Aunque hacía tiempo que no era precisamente mi mejor amigo.
Tenía dos direcciones con su nombre, así que lo mandé con copia a ambas. En la primera línea le expliqué con torpeza que lo había hecho para asegurarme de que el mensaje le llegara. Como asunto escribí “lo siento”, era lo correcto, también lo más directo y simple. Luego le conté que Perci me había llamado, que estaba en blanco con la noticia, que me sentía como si me hubiesen disparado un tiro entre lo ojos. Exageré, obvio, puro melodrama, pero ella lo iba a entender, siempre lo había hecho. Subrayé que tal vez no podría viajar a Salisbury, que me era complicado salir de Santiago (no era cierto), pero que si ella me necesitaba no dudara en pedírmelo. Repetí una, dos, tres, cuatro veces que se cuidara, que en verdad estaba preocupado por ella. Cerré el párrafo con un abrazo y un beso, que ella eligiera dónde, aunque borré lo último antes de poner el punto final. Añadí un post data: “lo siento, aunque estoy seguro que son las dos palabras que más has escuchado en estos días”. Di una lectura final, rápida y lo envié. El correo despegó de mi bandeja de salida exactamente a las tres con cinco minutos de la mañana. Después me quedé callado, con la luz apagada, sentado en la noche tratando de volver a quedarme dormido.

3
NO VOY A MENTIRME, muchas veces me pregunté como sería el mundo sin Juan José Birchmeyer. Y no era así, al menos no como esta noche.

MIERCOLES

1
EMILIA GEEREGAT me respondió un cuarto para las ocho de la mañana. El asunto del mensaje era una respuesta a mi “lo siento” y su correo era considerablemente más corto que el mío. Tres líneas, menos de cien palabras. En la primera frase me indicaba que era mejor que le escribiera a su dirección de hotmail, que la otra prácticamente no la usaba, excepto para asuntos del trabajo. Me preguntaba cómo creía yo que ella se sentía, que cómo estaba y después se respondía que debiera imaginármelo, que acababa de morir su marido. Entre dos puntos seguidos reflexionaba en lo fea que era la palabra marido. Luego me indicaba que estaba segura de que yo me preocupaba por ella, que siempre lo había sabido. Tras una coma y antes del final, acentuó que le gustaría que fuera a Salisbury, decía sin decirlo que quería verme. O eso quise leer yo. No sumó ni un beso ni un abrazo, pero también agregó un post data: que ella también lo sentía, más que nadie, y que se lo habían dicho tantas veces que ya estaba como anestesiada.

2
FUE EN UN PROGRAMA que ya no existe, cuando De verbo masculino, mi primera teleserie, reventaba las cifras de audiencia del canal católico. Invitaron a los actores jóvenes que debutaban en la comedia, se suponía que yo era uno de los galanes: el chico sensible, el estudiante de provincia, el guitarrista romántico, el que sin querer se convirtió en el favorito de las espectadoras menores de 20. El animador, un cantante famoso a finales de los 60, quería saber de mi vida. “Martín Martinic”, me dijo, “todo el público femenino, en el estudio y en sus casas, se preguntan cuales son los secretos de este muchacho misterioso, nuevo y exitoso actor de nuestro canal. Me soplaron que no eres de Santiago, que naciste y te criaste en el sur de Chile. ¿Qué puedes decirnos del sur”.
–Que todos piensan y dicen que es el mejor lugar del mundo, excepto los que nacimos y vivimos allá.

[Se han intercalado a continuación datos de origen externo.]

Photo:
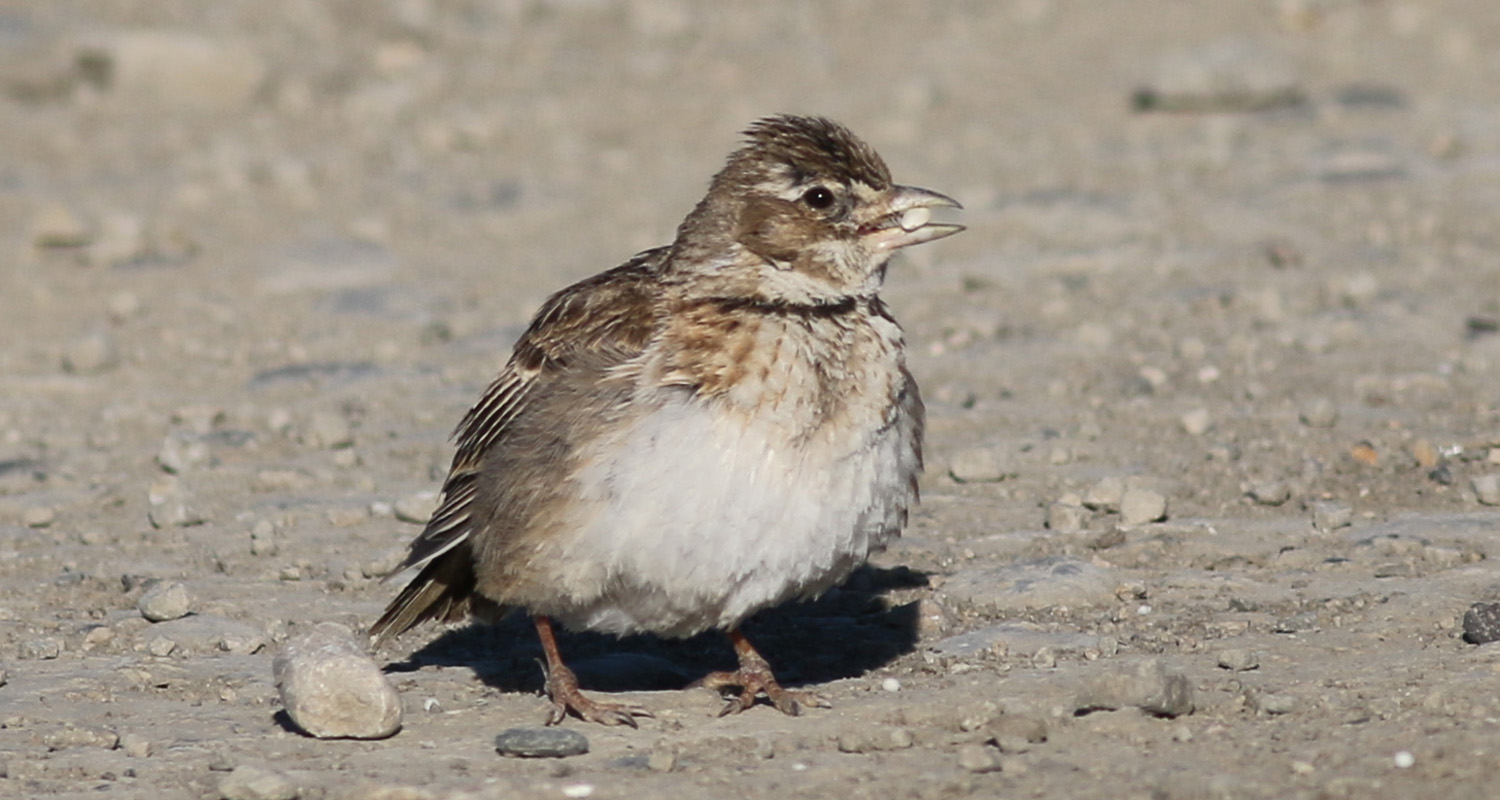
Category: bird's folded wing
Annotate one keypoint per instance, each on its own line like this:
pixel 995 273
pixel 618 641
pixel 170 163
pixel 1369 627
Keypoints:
pixel 603 320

–Ja, ja, que divertido, seguro eres la persona más famosa y querida de tu zona, ¿cómo se llama el pueblo de donde vienes. No me contestes, Martín, hice mis tareas y lo tengo anotado en una de estas tarjetas. Veamos… aquí esta. Salisbury o Estacióm Salisbury. ¿Salisbury? ¿Hablanos de tu pueblo natal Martín Martinic?